Palestinian spoken word and hip-hop nights are not your average Friday activity in Bethnal Green, but last night’s gig at Rich Mix, to mark Israeli Apartheid Week, was a glorious celebration of culture and talent – an amazing experience, whether or not you’re into the Middle Eastern music scene.
A collaboration between charity War on Want and Arabic events company MARSM, it may have been the launch party for Palestinian refugee poet and activist Rafeef Ziadah, but it was about far more.
Rich Mix was full from wall to wall when I arrived and as I picked my way through the packed out room, the feeling of warmth, community and excitement was almost tangible.
In place of the usual merch stand, there was a mountain of free propaganda; stickers, posters, badges and flyers from War on Want, aimed at educating and publicising the plight of the Palestinians.
But whilst the opportunity for charity was there, if anything, tonight was not about pity. Ziadah took to the stage to rapturous applause, and from that moment, the audience was captivated.
Silence gave way to the dry, sparse tones of the oud, her only accompaniment. The player deftly picked his way around the traditional Middle Eastern instrument, opening with a beautiful solo, familiar yet other-worldly, and providing the perfect backdrop for Ziadah’s words.
Beginning in Arabic then providing the English translation: “Allow me to speak my Arab tongue/before they occupy my language as well,” she set the tone.
These are the opening words of one of her best-known poems, ‘Shades of Anger.’ A scathing attack on colonisation and Western intervention in Palestine, she declares: “I will cross their barriers, their check points, their damn apartheid walls and return to my homeland/I am an Arab woman of colour and we come in all shades of anger.”
Her poetry is some of the most moving I’ve ever heard. Infused with the anguish and pain of the oppressed, there is anger and disgust but also a longing for home that pulls at the heartstrings.
Tales of her childhood, of the olive oil her mother rubbed into her hair, of family lost to violence. I don’t think I was the only one in the audience with chills down my spine.
Between poems, her voice was soft, her accent delicate. She has a wicked sense of humour but never drops her defiant tone, and it’s humbling. Whilst in verse, her voice became a force, using repetition to make her point as she rose to a crescendo: “Let Jerusalem speak!”
She finished with her best-known poem, eponymous with her album, “We Teach Life.” It is the story of her frustration boiling down her people’s suffering to something presentable to the Western media: “Today, my body was a TV’d massacre that had to fit into sound-bites and word-limits.”
A journalist asks her why her people teach their children hatred, to which she replies: “We teach life, sir/We Palestinians teach life until they have occupied the last sky.”
After a brief recess, Palestinian hip hop producer Muqata’a (Arabic for boycott) gave the audience an incredible set.
He rapped in Arabic but there was little doubt even amongst the non-Arabic speakers in the audience what was on his mind, speaking also in between tracks of justice for Palestine: “What do we write in history? That’s the question.”

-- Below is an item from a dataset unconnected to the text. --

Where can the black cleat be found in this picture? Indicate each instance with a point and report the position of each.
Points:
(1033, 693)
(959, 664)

The politically charged performance was passionate and energetic, and the crowd couldn’t stop moving.
The night was finished off by Jordanian/Palestinian electronic dance duo Eljehaz ft. Walaa Sbait Zumur/Mijwz. Their music mixes street sounds of the Levant with up-tempo dance music, and as I slipped away for lack of a dance partner, it looked as if the party was just beginning.
Last night, the pain of apartheid was present, but the Palestinian artists showed their true colours and ‘taught life.’